On Friday evening, when I walked between walls of art on the second floor of Petersburg Regional Art Center, I felt an overwhelming sense of sadness. Strange to feel it there, since none of the art was mine and I had never actually shown work on that floor.


My journey with the Art Center began in the mid-1990s in Richmond with Shockoe Bottom Art Center. For a while, I shared a space there with Wayne Chambers who moved a few years ago to Savannah, Georgia where he now shows his watercolors.

Sycamore Street Entrance
Old Buttterworth Building housed PRAC (PRAC Web Site photo)
I was inspired by the energy and enthusiasm of artist Deanna Thomas and her son Rusty Davis. They started SBAC and patterned it after the Torpedo Factory in Alexandria, Virginia. In 2003, SBAC closed to be turned into condos, and my husband and I spent many hot summer days moving paintings and display items from Richmond to the new space in Petersburg. While SBAC was located in an old tobacco warehouse, PRAC was in a big brick building constructed in 1858 that had housed the Butterworth furniture store. Strange to realize that building stood when the terrible Civil War carnage struck Petersburg.

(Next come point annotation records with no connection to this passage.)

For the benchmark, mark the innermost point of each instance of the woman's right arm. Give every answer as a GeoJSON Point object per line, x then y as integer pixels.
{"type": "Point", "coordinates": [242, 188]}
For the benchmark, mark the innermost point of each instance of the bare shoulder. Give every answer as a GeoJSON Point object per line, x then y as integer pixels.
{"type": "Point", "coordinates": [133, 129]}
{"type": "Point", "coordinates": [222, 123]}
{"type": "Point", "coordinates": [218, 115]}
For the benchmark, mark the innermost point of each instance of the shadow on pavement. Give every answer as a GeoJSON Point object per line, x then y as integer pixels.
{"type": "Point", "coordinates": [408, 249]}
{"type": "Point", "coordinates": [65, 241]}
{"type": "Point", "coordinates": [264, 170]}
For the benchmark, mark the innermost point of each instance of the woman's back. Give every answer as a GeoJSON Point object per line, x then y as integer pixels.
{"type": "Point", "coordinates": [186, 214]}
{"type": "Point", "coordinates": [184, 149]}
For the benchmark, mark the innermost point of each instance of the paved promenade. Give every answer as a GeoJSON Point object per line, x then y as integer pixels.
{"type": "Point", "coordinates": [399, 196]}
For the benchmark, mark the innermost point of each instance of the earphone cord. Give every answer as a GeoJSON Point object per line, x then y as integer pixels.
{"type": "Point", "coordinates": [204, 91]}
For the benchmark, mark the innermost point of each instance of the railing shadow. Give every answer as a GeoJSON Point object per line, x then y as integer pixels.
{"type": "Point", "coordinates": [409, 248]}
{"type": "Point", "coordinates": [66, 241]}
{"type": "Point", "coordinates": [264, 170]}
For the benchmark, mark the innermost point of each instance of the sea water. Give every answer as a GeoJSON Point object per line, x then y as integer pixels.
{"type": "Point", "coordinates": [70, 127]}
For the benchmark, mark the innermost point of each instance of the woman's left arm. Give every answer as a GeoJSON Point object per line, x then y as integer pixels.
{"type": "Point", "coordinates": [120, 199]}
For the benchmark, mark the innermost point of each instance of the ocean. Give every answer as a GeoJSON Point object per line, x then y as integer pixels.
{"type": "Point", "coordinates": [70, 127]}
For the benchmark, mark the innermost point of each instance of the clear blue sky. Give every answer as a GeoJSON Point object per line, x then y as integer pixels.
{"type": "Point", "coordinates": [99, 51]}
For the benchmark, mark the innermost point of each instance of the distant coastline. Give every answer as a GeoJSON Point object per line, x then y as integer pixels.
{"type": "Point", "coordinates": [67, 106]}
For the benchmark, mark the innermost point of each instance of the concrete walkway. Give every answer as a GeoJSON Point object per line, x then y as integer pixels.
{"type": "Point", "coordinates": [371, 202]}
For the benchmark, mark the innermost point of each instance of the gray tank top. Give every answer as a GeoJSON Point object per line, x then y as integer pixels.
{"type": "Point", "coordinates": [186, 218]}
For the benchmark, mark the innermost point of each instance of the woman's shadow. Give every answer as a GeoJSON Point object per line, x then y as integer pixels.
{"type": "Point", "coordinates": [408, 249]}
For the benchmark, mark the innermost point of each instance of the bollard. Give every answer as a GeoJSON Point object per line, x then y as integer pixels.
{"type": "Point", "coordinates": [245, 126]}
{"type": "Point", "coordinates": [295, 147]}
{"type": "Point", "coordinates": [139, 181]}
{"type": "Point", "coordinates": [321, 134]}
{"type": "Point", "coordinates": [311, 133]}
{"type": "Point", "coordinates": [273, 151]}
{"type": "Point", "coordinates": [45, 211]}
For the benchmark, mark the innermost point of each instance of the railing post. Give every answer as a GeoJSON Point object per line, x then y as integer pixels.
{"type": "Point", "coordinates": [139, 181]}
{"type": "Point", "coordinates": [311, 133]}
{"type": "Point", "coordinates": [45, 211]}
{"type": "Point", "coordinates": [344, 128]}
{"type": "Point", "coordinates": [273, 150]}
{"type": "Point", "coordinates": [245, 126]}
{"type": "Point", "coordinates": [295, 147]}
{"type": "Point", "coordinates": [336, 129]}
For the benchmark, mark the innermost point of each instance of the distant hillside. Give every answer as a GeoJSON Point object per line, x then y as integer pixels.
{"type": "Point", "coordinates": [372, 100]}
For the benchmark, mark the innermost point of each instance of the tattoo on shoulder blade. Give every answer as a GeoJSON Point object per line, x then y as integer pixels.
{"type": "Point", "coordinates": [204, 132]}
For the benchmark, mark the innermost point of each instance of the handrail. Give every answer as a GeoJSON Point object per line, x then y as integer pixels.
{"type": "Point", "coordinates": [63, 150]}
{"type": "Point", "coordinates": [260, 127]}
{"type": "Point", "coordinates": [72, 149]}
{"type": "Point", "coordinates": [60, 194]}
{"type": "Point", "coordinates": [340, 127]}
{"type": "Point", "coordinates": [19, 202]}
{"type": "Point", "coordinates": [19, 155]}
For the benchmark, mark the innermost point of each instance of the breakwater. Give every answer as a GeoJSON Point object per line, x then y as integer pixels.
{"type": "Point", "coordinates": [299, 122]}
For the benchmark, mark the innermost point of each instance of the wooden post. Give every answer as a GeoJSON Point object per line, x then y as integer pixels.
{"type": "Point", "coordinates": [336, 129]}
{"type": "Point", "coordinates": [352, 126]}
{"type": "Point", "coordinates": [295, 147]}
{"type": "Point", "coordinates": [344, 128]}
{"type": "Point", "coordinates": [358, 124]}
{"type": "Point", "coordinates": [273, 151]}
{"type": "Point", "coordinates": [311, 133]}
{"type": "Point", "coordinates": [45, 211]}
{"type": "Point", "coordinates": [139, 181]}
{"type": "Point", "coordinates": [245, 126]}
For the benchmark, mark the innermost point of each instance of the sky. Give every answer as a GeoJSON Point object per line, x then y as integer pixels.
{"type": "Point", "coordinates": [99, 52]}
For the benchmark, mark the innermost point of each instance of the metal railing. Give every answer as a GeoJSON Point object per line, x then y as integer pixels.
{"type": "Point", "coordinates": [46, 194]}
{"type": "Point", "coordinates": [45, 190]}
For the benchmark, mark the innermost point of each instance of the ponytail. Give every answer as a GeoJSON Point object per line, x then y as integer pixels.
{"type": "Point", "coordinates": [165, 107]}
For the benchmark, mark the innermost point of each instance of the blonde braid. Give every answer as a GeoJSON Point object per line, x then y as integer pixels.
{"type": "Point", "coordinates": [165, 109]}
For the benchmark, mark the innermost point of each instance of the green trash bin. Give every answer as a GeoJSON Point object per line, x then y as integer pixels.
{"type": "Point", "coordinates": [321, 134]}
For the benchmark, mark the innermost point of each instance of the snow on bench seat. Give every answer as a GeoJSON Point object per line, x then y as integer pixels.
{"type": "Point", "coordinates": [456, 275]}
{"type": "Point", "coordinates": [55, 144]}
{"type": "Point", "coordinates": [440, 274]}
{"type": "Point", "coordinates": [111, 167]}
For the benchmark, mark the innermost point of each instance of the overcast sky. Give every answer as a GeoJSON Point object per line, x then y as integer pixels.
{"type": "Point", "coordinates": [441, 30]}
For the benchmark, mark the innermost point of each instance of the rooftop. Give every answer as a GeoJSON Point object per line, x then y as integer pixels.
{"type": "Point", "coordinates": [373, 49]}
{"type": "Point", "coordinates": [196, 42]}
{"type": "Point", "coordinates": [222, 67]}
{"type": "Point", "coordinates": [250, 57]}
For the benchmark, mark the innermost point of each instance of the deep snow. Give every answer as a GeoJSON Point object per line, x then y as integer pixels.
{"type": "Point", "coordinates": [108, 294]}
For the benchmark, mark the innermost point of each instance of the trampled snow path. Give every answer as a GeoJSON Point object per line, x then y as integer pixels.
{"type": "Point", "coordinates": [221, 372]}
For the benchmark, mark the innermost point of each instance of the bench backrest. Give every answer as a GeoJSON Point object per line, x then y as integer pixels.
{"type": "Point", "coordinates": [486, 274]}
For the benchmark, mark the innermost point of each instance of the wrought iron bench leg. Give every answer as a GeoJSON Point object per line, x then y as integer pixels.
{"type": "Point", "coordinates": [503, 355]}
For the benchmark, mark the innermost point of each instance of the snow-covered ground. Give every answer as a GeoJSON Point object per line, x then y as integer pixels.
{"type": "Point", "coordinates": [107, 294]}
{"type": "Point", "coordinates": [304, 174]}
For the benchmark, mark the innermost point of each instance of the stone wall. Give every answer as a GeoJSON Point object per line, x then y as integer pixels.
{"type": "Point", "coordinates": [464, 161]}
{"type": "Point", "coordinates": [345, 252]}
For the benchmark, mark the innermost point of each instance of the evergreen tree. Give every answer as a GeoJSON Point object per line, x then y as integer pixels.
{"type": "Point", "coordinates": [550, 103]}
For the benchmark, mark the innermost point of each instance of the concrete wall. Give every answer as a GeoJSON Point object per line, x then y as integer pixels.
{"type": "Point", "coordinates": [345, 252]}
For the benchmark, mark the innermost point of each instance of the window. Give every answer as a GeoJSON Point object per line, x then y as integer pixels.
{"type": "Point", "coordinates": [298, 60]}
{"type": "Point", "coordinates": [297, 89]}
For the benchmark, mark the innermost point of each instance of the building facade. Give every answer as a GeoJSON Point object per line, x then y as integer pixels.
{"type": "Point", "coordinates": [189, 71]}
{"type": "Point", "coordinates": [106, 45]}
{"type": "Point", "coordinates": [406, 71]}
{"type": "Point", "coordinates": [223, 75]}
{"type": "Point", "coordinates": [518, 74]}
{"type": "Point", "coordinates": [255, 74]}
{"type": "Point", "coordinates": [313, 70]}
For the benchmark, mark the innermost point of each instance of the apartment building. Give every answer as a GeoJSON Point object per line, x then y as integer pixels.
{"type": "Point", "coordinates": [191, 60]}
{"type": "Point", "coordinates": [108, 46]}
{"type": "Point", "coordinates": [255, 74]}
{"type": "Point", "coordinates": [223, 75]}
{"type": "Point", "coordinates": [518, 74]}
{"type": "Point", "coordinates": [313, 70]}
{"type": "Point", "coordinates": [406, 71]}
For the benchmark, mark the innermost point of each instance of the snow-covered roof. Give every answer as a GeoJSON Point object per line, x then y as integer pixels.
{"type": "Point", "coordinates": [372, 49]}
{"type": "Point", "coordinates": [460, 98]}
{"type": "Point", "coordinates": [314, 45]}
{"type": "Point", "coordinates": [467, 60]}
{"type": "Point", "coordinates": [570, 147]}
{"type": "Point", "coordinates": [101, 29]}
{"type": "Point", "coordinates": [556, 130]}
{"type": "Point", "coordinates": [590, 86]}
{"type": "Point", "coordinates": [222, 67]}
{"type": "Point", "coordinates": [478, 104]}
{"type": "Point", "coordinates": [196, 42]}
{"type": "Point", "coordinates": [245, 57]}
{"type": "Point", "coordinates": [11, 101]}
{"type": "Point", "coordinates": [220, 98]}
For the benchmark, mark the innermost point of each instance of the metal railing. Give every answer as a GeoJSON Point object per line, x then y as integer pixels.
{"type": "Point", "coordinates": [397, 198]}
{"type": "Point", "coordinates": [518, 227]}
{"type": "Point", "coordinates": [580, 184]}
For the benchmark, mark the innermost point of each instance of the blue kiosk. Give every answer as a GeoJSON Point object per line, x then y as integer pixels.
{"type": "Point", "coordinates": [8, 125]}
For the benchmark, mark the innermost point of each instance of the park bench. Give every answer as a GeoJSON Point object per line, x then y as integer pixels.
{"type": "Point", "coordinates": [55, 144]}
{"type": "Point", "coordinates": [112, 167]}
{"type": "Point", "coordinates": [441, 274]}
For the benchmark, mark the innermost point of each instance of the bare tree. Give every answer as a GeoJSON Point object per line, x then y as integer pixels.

When the Center opened in July 2003, we had such hope for its future. Artists in Petersburg were excited. Those artists who moved from SBAC were excited. I almost immediately began a series of paintings called, "Very Petersburg".
While working on “Very Petersburg”, I learned about the amazing history of a small southern city torn by the ravages of the Civil War. Some of the art in this series of paintings focused on Old Blandford Church and the cemetery where 30,000 Confederate soldiers are buried. I was interviewed by the Petersburg Progress Index, the daily newspaper, and a story ran about me and my exhibition. Things looked bright, and large crowds turned out each month for the juried show and the open house.

Then the health of both Rusty and his mother began to fail. In 2006, I have a memory of Rusty hauling my 7-foot long acrylic painting of the Grand Canyon up the long flights of stairs to the third floor because the painting wouldn't fit in the elevator. I didn't realize that would be the last time I saw him. His sister Donna Jacobs and her daughter Angie Thornton Long took over the difficult job of running the Center. Neither of them is an artist, but they made up for that lack with their enthusiasm. Angie actually grew up with the artists. She was a young child of about six when her mother and grandmother began bringing her with them to SBAC.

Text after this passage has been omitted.